In the past week or so, I’ve noticed extremely high numbers of caterpillars EVERYWHERE around my home and in my yard. They are falling from the trees, slinking along the ground, circling my entryways. Truly, the crazy caterpillars are proving to be an extreme nuisance. Beyond being a nuisance, they can cause severe damage to foliage if not kept in check. So, how do we minimize caterpillar populations around our home and yard?
Auburn University helps us with our a little biological information on our guest star. Caterpillars are larvae (the “worm” forms) of insects in the order Lepidoptera¬¬the butterflies, skippers, and moths. In number of species known, Lepidoptera is the second largest of all insect orders. Consequently, caterpillars are numerous; more than 11,000 species occur in North America, with over 5,000 species in the eastern United States alone. Most caterpillars are plant feeders. They occur on a wide variety of plants, and many are serious pests. Caterpillars are among the most common of all insect forms found on foliage of forest, shade, and ornamental trees.
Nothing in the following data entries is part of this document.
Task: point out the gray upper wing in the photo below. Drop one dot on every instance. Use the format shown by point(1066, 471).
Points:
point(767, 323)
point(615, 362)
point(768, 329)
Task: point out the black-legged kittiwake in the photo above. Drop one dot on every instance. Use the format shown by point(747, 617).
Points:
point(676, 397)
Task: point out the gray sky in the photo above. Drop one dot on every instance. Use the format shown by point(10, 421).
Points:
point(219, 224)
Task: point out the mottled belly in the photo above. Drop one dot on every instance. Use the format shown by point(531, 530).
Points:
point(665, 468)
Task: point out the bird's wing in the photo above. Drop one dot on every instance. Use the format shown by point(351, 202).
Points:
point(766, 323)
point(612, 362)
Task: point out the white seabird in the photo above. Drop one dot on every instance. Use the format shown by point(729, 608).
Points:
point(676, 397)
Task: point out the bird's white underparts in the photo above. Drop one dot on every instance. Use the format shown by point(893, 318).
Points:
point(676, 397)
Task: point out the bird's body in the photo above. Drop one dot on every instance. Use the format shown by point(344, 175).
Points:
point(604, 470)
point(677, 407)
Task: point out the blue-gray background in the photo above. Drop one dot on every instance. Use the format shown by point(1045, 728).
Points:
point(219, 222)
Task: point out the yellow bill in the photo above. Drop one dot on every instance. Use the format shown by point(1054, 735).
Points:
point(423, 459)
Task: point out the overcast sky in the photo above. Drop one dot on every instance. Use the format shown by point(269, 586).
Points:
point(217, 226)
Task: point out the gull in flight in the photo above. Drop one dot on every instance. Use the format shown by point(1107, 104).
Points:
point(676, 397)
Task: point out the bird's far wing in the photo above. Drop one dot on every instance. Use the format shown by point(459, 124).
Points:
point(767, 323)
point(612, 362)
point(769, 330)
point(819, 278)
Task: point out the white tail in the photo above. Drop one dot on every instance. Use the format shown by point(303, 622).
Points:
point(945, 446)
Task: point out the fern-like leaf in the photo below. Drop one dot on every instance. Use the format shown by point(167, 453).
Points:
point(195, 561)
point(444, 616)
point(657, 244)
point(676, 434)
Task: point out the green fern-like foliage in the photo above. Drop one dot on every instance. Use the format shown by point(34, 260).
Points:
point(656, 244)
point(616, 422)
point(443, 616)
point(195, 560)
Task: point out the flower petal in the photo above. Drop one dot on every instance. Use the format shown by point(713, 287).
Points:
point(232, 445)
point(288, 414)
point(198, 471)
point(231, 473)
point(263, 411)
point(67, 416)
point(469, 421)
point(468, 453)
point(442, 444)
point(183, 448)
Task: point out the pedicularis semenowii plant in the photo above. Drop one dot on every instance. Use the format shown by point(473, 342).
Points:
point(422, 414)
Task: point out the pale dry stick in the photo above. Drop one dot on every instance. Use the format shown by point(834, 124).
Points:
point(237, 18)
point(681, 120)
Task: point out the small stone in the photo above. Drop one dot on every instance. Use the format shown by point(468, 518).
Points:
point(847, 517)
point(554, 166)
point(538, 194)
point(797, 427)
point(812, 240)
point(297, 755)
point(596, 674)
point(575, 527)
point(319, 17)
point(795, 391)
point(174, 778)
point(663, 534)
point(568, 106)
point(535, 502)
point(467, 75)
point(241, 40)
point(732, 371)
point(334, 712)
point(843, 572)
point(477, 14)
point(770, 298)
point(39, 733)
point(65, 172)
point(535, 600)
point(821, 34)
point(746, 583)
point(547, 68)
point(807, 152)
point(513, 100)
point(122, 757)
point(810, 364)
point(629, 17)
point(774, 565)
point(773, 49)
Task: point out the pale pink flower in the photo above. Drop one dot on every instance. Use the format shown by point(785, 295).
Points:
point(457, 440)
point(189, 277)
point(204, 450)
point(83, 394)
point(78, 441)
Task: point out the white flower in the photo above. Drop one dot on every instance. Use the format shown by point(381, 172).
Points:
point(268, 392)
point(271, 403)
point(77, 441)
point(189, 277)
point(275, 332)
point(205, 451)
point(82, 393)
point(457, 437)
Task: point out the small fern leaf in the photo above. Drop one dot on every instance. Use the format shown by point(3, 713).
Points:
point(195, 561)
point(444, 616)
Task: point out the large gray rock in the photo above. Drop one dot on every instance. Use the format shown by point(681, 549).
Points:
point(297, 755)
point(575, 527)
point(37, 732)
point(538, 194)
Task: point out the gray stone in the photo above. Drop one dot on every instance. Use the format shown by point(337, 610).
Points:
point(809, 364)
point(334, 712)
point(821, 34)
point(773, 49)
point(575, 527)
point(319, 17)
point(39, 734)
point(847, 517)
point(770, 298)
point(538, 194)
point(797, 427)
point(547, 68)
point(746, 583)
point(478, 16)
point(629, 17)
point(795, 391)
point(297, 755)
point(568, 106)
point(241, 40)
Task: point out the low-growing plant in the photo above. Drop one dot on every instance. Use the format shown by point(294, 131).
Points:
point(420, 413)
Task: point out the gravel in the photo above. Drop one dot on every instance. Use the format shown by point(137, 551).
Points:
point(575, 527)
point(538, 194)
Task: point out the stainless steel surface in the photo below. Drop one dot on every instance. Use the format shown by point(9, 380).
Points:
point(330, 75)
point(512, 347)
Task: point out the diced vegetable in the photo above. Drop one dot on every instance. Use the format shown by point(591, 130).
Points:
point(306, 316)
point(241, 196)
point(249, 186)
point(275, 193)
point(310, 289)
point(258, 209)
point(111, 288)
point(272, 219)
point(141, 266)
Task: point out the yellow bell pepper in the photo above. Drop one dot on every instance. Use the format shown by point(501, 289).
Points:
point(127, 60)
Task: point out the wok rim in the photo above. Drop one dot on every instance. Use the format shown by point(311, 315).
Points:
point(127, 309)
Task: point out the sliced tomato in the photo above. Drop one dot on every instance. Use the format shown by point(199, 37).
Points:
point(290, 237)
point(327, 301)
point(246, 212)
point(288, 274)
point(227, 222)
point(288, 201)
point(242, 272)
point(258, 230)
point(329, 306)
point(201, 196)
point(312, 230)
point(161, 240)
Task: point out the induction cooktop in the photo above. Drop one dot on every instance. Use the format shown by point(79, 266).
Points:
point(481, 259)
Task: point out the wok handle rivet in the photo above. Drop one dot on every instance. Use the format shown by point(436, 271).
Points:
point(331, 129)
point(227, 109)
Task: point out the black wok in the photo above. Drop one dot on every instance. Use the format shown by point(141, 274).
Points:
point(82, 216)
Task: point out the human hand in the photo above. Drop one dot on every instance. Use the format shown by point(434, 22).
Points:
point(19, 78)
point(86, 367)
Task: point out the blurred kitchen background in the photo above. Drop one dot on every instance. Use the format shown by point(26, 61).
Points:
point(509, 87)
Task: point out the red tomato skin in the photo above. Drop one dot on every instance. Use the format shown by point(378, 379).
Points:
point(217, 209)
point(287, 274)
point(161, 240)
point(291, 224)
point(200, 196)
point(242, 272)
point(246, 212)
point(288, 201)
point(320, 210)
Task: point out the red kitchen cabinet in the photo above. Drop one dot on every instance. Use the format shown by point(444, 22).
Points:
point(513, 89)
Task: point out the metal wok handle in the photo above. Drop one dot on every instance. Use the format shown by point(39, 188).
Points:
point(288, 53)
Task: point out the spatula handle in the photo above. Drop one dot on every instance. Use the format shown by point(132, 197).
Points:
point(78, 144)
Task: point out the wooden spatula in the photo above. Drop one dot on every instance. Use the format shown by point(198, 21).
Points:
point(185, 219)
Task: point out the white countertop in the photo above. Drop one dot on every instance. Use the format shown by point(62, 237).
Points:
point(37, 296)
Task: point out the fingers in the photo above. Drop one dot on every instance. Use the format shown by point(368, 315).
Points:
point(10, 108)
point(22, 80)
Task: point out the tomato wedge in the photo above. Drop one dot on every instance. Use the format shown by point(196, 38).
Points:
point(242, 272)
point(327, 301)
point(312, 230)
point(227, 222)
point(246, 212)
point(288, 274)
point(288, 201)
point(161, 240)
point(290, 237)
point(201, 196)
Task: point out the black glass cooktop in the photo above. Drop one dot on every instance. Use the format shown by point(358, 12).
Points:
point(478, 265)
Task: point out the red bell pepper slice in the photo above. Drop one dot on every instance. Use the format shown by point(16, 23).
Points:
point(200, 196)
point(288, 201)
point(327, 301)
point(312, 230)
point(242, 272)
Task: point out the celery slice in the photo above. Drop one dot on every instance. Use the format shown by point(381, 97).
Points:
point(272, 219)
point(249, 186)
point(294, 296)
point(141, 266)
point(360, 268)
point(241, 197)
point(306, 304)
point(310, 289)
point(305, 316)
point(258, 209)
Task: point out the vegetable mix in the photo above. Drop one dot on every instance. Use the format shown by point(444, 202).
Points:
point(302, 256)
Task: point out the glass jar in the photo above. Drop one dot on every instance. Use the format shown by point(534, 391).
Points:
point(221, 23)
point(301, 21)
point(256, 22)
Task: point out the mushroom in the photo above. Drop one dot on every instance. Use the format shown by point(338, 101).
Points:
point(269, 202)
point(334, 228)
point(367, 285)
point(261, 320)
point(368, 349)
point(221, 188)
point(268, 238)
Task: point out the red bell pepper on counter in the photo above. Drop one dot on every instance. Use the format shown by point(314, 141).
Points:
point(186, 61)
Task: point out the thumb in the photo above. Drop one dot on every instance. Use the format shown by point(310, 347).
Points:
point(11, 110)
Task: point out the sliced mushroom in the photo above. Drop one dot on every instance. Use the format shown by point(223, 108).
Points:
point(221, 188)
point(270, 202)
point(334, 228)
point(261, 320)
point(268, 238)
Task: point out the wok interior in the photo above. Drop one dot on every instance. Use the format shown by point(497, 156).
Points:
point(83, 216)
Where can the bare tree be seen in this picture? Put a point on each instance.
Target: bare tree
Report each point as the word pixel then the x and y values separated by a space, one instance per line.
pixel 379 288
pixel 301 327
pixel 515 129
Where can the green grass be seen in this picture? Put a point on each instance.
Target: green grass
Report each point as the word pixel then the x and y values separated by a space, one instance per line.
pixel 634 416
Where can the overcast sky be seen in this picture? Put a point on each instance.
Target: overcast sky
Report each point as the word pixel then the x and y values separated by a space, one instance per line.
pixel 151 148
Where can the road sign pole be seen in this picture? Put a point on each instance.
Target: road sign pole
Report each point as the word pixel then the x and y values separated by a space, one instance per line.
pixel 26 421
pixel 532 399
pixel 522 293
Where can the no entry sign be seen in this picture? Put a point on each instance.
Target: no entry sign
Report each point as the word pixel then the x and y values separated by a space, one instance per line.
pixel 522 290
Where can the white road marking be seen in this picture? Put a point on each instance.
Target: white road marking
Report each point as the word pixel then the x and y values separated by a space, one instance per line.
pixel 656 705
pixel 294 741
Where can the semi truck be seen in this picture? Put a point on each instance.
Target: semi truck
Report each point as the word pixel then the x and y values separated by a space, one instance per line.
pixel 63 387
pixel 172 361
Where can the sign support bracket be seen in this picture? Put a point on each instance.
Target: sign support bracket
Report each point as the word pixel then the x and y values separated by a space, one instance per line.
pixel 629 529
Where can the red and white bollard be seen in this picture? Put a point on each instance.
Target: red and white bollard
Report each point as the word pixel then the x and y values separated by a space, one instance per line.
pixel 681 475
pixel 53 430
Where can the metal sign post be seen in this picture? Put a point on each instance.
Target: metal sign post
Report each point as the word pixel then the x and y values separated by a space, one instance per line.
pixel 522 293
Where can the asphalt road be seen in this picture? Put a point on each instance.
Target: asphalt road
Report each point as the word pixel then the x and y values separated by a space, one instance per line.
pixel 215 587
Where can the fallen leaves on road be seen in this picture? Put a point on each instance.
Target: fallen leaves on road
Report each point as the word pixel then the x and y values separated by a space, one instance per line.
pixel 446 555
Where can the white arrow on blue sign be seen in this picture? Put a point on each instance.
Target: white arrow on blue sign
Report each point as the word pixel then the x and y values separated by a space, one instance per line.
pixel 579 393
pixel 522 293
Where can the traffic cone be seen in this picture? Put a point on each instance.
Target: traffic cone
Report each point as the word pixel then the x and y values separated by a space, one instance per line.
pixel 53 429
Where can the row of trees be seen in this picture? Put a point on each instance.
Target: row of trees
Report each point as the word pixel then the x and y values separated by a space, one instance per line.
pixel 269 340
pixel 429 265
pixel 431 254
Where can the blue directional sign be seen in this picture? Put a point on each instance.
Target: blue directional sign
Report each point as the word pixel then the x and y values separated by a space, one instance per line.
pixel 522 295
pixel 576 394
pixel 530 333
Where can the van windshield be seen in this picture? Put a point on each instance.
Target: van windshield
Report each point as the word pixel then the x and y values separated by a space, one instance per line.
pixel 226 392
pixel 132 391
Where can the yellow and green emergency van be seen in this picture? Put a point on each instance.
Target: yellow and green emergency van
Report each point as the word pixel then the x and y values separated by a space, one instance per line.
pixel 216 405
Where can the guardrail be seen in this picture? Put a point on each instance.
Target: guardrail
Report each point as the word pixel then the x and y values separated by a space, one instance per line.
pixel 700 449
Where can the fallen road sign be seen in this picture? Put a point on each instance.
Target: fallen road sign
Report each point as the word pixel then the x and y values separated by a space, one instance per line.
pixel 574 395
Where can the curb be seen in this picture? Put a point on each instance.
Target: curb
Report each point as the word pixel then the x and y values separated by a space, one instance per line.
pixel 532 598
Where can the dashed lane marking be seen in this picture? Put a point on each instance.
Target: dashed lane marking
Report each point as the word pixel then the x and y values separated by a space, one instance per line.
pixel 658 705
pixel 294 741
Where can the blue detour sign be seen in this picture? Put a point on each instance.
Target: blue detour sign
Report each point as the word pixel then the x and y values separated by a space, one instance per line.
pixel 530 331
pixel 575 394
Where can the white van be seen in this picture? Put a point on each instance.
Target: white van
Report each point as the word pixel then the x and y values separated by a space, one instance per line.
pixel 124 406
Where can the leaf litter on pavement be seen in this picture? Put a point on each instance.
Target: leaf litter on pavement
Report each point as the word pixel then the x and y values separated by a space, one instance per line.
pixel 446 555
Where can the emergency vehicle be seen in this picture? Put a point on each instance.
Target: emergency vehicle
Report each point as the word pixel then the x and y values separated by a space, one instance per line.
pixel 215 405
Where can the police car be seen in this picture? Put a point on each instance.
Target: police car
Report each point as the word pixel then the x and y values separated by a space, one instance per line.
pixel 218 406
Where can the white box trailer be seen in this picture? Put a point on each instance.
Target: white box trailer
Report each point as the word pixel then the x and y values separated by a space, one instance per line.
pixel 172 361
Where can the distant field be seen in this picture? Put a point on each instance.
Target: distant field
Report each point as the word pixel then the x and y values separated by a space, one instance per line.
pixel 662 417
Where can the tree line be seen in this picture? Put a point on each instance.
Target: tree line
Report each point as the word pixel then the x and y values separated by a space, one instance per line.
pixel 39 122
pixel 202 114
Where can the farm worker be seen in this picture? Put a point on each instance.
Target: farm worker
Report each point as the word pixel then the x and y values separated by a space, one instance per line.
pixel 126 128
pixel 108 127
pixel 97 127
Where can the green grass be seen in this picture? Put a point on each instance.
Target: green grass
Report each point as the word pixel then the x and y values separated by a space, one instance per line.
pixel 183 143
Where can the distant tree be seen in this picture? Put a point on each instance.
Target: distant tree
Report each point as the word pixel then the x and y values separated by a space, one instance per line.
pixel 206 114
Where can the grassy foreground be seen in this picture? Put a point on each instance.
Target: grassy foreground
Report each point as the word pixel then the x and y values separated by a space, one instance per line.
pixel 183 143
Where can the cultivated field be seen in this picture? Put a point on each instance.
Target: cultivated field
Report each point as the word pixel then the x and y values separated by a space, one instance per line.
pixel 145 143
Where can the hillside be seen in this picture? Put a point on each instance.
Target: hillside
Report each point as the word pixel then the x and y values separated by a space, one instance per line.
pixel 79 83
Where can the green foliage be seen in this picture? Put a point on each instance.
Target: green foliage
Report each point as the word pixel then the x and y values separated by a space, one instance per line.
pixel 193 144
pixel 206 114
Great, so there are 11,000 plus species waiting to feed on my plants. Where does the DIY pest controller begin? Identification of your particular caterpillar variety can be made easy work by use of a phone camera and an email address to your local extension office. My particular problem caterpillar seems to be the Forest Tent Caterpillar. They love sweet gum and oak trees, so my yard is a haven for them. It all seems that they are extremely cyclical. Numbers seem to rise greatly in 5-7 year periods.
It is recommended that egg cases, larvae and nests be physically removed from trees to discourage large numbers of caterpillars in your area.
When researching available methods of control, LSU Agriculture Extension service recommends, “Management of all these caterpillars requires spraying to reduce the populations, according to Pollet, who says any pyrethroid in combination with liquid soap is an effective control measure. The soap is used with the insecticides so that the insecticide will make better contact with the caterpillar.
“These materials are short-lived and are safe in the neighborhood environment and kill the caterpillars nearly on contact,” he said.
Applications of the pesticides can be made using a pump-up sprayer for small plants and around the home. To get into the trees to manage a larger portion of the population, Pollet says the use of a hose-end applicator is effective, since it can shoot a stream of spray about 25 to 30 feet in the air – allowing the homeowner to spray into the trees.
Bacillus thuringiensis and spinosad are non pesticide methods for control but do take longer to see results since they have to be ingested to be effective. Check with your DIY Pest Control Specialist for available products in your area.
Another tip is to conduct any spraying in early morning or late evening when the caterpillars begin to congregate near their nests. You will accomplish more with less chemical by using their natural tendency for your own benefit.